リビングのソファーに、ぐったりと背中を付けてもたれていると、
「あれっ? おねぇちゃん、今日は遅かったんだね」
「うん、今日から、放課後に自主練習始めることにしたから、暫くは遅くなると思うの。あれっ? Yukiは?」
「さっき、ママと散歩に出かけたところ」
「そう。ところで、麻弥。ヘンなこと聞いていい?」
「なに? おねぇちゃん」
麻弥だし、まっ、いっか。
「あのさぁー、学校の部活の先輩と後輩で、お互いに、姉妹のような感情を抱くことってあるのかな?」
「たぶん、あるんじゃないのかなぁ? お互いに尊敬し合う仲だったり、お互いに姉妹がいなかったりしたら。場合によっては、片方だけの思いもあるかもしれないけど」
「ふぅーん。そうゆうものなのかなぁ? 麻弥には、そうゆう経験あるの?」
「一度だけ、下級生の女の子から手紙もらったことがあるよ。お姉さんになって欲しいっていう内容の手紙」
「でっ、その子、どうしたの?」
「えっ? 断ったよ」
「なんで?」
「えっ? 全然知らない子だったし、麻弥、そっちのシュミないし。
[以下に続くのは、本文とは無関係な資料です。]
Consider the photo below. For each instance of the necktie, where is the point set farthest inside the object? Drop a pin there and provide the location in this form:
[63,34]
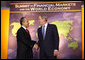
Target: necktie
[27,31]
[43,32]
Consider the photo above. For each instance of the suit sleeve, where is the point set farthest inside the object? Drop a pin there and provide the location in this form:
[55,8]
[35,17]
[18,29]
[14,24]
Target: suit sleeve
[23,39]
[56,37]
[38,38]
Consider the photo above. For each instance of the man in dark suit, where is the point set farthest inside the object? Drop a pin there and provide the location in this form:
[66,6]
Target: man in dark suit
[24,42]
[48,39]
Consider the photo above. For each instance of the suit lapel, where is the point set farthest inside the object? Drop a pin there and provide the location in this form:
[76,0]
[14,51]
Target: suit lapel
[41,33]
[47,31]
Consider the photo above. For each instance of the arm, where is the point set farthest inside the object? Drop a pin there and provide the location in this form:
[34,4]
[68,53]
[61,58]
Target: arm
[22,38]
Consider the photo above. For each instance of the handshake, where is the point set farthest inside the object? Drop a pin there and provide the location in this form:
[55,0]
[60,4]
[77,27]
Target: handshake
[36,46]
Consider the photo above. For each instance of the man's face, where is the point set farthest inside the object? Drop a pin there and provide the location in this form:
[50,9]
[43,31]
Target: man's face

っていうか? なんで、麻弥にそんなコト聞くわけ?」
麻弥、やっぱりつっこんできた。
「別にぃ…」
「あっ、おねぇちゃん。もしかして… また女の子から手紙もらったとか?」
へっ?
「そのまたって、なに?」
「そっかぁー。おねぇちゃん、覚えてないんだよね?」
「もしかして、わたしって、女の子から手紙もらったこと、あるの?」
「うん。おねぇちゃんが、中学のときにねぇー、女の子から手紙もらったって言って、何だか困ってたもん」
「でっ、その手紙、どうしたの?」
あぁ、気になる、何だかソワソワする。
「さぁ? 読まずに、捨てたんじゃあないのかなぁ」
なぁーんだ? そうなんだ?
「そっ」
なんだか、ホッとしたような、しないような、モヤモヤっとした気分。
「ねぇ、おねぇちゃん。話が脱線しちゃったけど、そもそも、なんでそんなことが気になるわけ?」
「友達と話しててさぁ、そうゆう話題が出たから、どうなのかなって、興味があっただけ」
「まさか、おねぇちゃん? そっちのシュミ、ないよね?」
突然、何を言い出すんだよ? 麻弥は。
「あっ、あるわけ、ないじゃん。ったく、なに言ってるわけ? 麻弥は?」
でも、どうなんだろう? よくわかんないや。
「あやしいぃー。麻弥を差し置いて、勝手に新しい姉妹を作らないように。わかった? おねぇちゃん」
「もぉー、なに言ってんだか、麻弥は。わたしの姉妹は、麻弥だけじゃん」
「わかった、わかった。信じてあげる」
なんだよぉー麻弥は。自分は“鮎美ねぇさん”とか言って、勝手に新しい姉妹作ってくせに…
ったく、やっぱ、麻弥に聞くんじゃなかった。鮎美ちゃんに聞けばよかったかも。